March 15, 2026AI10 min read

We Upgraded Our Embedding Model and Our RAG Pipeline Returned Wrong Results for 6 Days

Published March 15, 202610 min read

We upgraded our RAG pipeline's embedding model from text-embedding-ada-002 to text-embedding-3-large on a Tuesday afternoon. Supposed to be a quality improvement, better semantic understanding, higher benchmark scores.
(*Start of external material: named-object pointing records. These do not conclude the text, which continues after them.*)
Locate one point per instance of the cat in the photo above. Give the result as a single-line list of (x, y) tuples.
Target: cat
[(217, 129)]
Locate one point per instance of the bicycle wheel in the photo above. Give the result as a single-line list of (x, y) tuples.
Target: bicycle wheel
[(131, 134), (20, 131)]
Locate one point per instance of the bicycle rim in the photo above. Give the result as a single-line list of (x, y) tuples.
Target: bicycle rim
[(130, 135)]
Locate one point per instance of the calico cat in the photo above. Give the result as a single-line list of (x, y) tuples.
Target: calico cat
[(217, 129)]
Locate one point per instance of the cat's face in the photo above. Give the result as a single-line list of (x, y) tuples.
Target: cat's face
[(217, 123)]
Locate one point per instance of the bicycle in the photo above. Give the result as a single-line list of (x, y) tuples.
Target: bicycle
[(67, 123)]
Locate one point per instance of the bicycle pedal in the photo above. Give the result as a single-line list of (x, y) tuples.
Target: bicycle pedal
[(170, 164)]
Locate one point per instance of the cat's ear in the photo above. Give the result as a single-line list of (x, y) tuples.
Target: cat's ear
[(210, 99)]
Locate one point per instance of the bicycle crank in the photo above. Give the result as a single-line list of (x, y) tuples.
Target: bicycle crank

For six days it silently returned wrong answers to 180,000 user queries. Every response was HTTP 200. Every response contained real content from our corpus. Every response was wrong.

Production failure

We run a B2B knowledge-base assistant. Companies ingest their internal documentation and their support agents use it to answer customer questions in real time. Retrieval accuracy is the entire product. If the retrieved context is wrong, the LLM generates a confident, fluent, completely fabricated answer. The agent sends it. The customer acts on it.

The first complaint arrived on day two: "Your assistant told our agent that the return window is 30 days. It's 14. We've already processed three refunds we shouldn't have." We assumed it was a hallucination issue. LLMs invent things sometimes, that's a known risk. We logged it, bumped the temperature down, and kept going. This is the part I wish I could take back, because we'd just trained ourselves to dismiss the signal.

Day four, three more tickets. One client flagged that their assistant was quoting pricing from a superseded document: a file they'd explicitly deleted six months ago. That shouldn't be possible. Deleted documents were removed from the index at deletion time. We checked. The document wasn't in the index. The assistant had quoted it anyway.

That's when I started digging.

False assumptions

First assumption: the LLM was hallucinating. We increased top_k from 5 to 10 to give it more context, on the theory that better coverage would reduce fabrication. The wrong answers got worse.

Second assumption: the vector index had corrupted state. We ran a full integrity check on our pgvector tables. Row counts matched document counts, embeddings were non-null, IDs were consistent. Nothing broken.

Third assumption: the problem was tenant-specific. We pulled retrieval logs for the complaining clients and compared them against a healthy baseline tenant. The retrieved document IDs looked plausible. We printed the actual document text and compared it to the query. That's when I got cold.

The retrieved documents were real. They were from the right tenant. They were indexed correctly. They just had nothing to do with the query.

Query: "What is the refund policy for digital downloads?"
Retrieved (rank 1, similarity: 0.81): "Q3 2024 infrastructure cost report — AWS Reserved Instance utilisation analysis..."

A similarity score of 0.81 is high. That document is nothing like the query. Something was deeply wrong with how similarity was being computed.

The investigation

I wrote a debug script to compare embeddings directly. Take a known query, embed it, pull the top 5 nearest neighbours from pgvector, print the cosine similarity alongside the document text. The numbers made no sense. High similarity scores (0.75 to 0.89) for documents that were semantically unrelated.

Then I checked a query against documents I knew should be highly similar, same paragraph with slight rewording. Similarity: 0.31. That's noise-level for text embeddings. Something was fundamentally broken in the vector space.

I diff'd the deployment config across the upgrade window.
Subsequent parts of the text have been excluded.